Öykülerinizin birtakım yerlerinde, “Bu kadar da olmaz” dedirtecek olaylar var lakin aslında her gün oluyor bunlar. Bizler neden başımızı niçin çeviriyoruz bu insanlara? Toplumsal belleğimiz neden bu kadar ölümlü?
’Bu kadar da olmaz’’ ları o kadar çok yaşıyoruz ki kanıksadık, olmaz dediklerimiz oldu, oluyor. Buna karşın günümüzde insanların kıymetli bir kısmı sırf görmek istediklerini görmeye, gerçeklerden uzak kalmaya alışmışlar. Mutsuzluktan, acıdan, ıstıraptan köşe bucak kaçan, yoksulluğa, savaşa ve şiddete gözlerini kapayan beşerler var. Güya acı bir hastalıkmış, bulaşıcı bir şeymiş üzere acı çeken insanlardan uzaklaşıyorlar… Çağımızın hastalığı olsa gerek! Bellek tutulması yaşıyoruz ne yazık ki.
Öykülerinizde bellek problemi de öbür bir kurucu öge. Bellek de aslında bizim konutumuz; vakit zaman döndüğümüz ya da kurtulmaya çabaladığımız… Hikayedeki şahısların bellekle nasıl bir imtihanı oluyor?
Kitaptaki hikayelerde kendi ferdî takvimlerindeki travmaları unutamayan, unutmaya çalışan fakat beceremeyen aile bireylerinin öyküsüne tanıklık ediyoruz. Bellek pek çok odası olan bir meskene benziyor, sizin de dediğiniz üzere. O odalara yerli yersiz girip çıkan bizler hatıra parçacıklarına tutunuyoruz, kimilerini unutmaya, kimilerini hatırlamaya çabalıyoruz. Hikayelerdeki bireyler de içine düştükleri derin çukurlardan, travmalardan, kayıplardan, yaslardan sonra bellekleriyle baş başa kalıyorlar. Unutamamak, hatırlamak insan için bir ceza oluyor, son kertede. Hasebiyle karakterler bellek imtihanında sınıfta kalıyor çoğunlukla. Anlatarak unutmaya çalışmak mümkün mü bilmiyorum fakat hikayelerdeki karakterler anlatarak kurtulmaya çalışıyorlar yaşadıkları acıdan.
Öyküleri kaleme alırken “ben” anlatıcı seçiminizin sebebi nedir? Ben anlatıcı olması metinleri daha samimi yapıyor lakin bir ara sorunu da ortaya çıkabiliyor, özellikle bu türlü duygusal metinlerde. Bu arayı ve lisanı konumlandırırken nelere dikkat ettiniz?

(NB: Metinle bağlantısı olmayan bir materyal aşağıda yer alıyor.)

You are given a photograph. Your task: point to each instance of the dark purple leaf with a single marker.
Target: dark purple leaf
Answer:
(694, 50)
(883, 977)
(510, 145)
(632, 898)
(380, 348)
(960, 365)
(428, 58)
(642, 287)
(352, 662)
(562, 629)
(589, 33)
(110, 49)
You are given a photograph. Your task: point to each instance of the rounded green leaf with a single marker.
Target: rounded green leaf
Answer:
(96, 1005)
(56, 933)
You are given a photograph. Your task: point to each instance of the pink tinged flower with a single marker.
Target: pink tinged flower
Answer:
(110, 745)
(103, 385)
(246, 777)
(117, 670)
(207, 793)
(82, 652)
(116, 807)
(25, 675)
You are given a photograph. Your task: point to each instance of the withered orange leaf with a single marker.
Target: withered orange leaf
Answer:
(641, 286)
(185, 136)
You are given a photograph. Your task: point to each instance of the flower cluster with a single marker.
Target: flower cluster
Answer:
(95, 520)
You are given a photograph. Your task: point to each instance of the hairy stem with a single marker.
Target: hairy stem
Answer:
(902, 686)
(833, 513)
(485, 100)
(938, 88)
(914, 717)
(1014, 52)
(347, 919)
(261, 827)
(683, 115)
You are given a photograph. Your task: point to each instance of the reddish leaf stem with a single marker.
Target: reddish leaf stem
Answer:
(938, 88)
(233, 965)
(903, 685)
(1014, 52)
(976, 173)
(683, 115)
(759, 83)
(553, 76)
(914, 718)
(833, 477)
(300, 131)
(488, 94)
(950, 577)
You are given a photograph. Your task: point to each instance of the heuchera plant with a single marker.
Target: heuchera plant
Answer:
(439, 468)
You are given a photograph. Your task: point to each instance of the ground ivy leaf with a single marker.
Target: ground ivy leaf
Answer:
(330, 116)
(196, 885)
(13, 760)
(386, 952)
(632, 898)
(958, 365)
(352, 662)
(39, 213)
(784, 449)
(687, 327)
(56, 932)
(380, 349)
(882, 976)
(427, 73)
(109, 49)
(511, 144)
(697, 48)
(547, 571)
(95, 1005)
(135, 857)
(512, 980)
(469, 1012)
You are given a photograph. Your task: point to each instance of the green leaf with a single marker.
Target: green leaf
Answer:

Ben anlatısı hikayelerde bizatihi ortaya çıktı. Bir kederi vardı kahramanın, anlatmak istediği bir acısı, içinde tutamadığı bir sırrı, kaybı, ölüsü vardı. Tek kurtuluşu lisana dökmesiydi içindeki acıyı. Kime anlattığı değerli değildi. Aslında bir yabancıya aktarmak nasıl kolaysa, kahraman karşısında biri varmış üzere dillendirdi içindeki öyküyü. Yani okuru seçti, sana anlattı. Muharrir olarak seviyorum ‘‘ben anlatısı’’ ile kurgulanan öyküleri. Daha samimi, okurla muharrir ortasındaki arayı sıfırlayan, okuru metnin içine çeken, inanmayı, kahramanla empati kurmayı kolaylaştıran bir anlatıya imkan veriyor. Buna rağmen epey güç bir tekniktir. Metni bozabilir, öykünün inandırıcılığını yok edebilir.
Öykü çeşidinde sizi cezbeden nedir? Bundan sonra da hikaye cinsiyle mi yazarlığınıza devam etmeyi düşünüyorsunuz?
Öykünün duygusal yoğunluğunu, kısacık arada kat edilen o kocaman arayı seviyorum. Bir kaç sayfada koca bir ömrü ya da ufacık bir anı anlatma olacağı bence muazzam bir his. Hikaye okuyanı daha kolay içine çeker ve orada meblağ. Ben müellifin çeşitler açısından sonlandırılacağına da inanmıyorum. Farklı cinslerde de metinler yazmak istiyorum.